The basketball state tournament moved to the venue in 1998 from Northwest Nazarene University, and later became its long-term home in 2000 when NNU transitioned from the NAIA to NCAA Division II.

The amphitheater opened on June 15, 1998, with a concert by country music legend Shania Twain during her Come On Over Tour since then, it has held concerts by musicians such as Tim McGraw, Bob Dylan, Ben Harper, Jack Johnson and James Taylor.

The Ford Idaho Center Amphitheater built in 2002 has hosted music festivals, including the Vans Warped Tour, the Gigantour, the Lilith Fair, and the Mayhem Festival.

Pearl Jam performed during their Binaural Tour on November 3, 2000, with Supergrass as their opening act. The show was filmed and later released as a live album titled 11/3/00 – Boise, Idaho.

The Rolling Stones played their first concert in the state of Idaho at the arena during their A Bigger Bang Tour on Tuesday, November 14, 2006.

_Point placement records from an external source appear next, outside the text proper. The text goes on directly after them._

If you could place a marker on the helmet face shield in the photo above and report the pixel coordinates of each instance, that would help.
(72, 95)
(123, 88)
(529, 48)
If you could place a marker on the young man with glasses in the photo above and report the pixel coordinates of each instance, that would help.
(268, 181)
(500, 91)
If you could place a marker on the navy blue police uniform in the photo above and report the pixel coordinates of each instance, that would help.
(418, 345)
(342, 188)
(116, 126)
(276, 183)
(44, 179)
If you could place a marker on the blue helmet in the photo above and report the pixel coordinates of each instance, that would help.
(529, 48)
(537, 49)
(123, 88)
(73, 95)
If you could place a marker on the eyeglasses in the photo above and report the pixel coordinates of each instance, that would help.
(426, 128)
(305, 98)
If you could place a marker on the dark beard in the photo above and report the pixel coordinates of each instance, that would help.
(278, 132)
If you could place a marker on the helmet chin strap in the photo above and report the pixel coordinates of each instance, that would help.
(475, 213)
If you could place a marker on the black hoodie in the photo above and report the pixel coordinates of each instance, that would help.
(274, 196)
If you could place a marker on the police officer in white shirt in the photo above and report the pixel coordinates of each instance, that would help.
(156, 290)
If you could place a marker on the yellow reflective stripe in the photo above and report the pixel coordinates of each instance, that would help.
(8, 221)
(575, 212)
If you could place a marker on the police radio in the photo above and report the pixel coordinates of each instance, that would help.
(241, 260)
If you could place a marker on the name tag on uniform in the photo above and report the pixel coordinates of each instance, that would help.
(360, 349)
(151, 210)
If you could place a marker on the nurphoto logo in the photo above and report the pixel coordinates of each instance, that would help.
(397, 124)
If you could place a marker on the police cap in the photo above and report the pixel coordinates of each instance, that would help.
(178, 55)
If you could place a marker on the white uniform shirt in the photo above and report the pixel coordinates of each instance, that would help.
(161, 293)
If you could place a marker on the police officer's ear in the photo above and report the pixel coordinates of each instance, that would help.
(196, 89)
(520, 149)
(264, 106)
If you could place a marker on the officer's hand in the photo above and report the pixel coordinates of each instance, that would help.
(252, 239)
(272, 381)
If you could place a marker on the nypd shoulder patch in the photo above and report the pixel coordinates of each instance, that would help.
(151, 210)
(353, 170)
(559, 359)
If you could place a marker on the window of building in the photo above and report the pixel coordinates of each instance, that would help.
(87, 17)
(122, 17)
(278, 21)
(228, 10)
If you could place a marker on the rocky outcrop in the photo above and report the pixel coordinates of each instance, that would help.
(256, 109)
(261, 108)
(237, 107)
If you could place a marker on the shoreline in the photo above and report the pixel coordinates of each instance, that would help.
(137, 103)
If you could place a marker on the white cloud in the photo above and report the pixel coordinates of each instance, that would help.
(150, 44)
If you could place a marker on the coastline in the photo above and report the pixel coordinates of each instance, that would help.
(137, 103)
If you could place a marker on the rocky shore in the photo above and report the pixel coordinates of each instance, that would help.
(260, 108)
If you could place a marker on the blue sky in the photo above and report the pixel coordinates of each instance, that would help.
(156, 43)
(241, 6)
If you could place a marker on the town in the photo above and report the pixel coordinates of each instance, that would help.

Since its opening, the Ford Idaho Center has been the Treasure Valley stop for PBR, Monster Jam, Arenacross, and more.

On January 14, 2014, the City of Nampa announced Ford as the new title sponsor for the Idaho Center. As part of the deal, Ford will pay the city $1 million over five years.

From 2019 to 2025, the Ford Idaho Center has been home to the Idaho Horsemen indoor football team, first in the American West Football Conference and beginning in 2024 in the National Arena League.

Iconic rock bands Blondie and Garbage teamed up for a joint tour and played the Ford Amphitheater on July 14, 2017, during the Rage and Rapture Tour. John Doe and Exene Cervenka served as supporting acts.

Seattle bands that have played the Ford venues include Heart in '03, Pearl Jam in 2000, Alice in Chains in '13, Foo Fighters in '17, and Death Cab for Cutie in '21.

==Venues==
- Ford Idaho Center Arena: 12,279
- Ford Idaho Center Amphitheater: 10,500
- Ford Idaho Horse Park and Sports Center
Venues include an indoor arena opened in 1997 with a seating capacity of 12,279 and 31200 sqft of floor space and a 10,500-seat outdoor amphitheater opened in 1998 with a 60-by-40-foot stage. Additionally, the Ford Idaho Horse Park is used for equine events and the Ford Idaho Sports Center once utilized for indoor track and field events, including the home meets of the Boise State University Broncos track teams.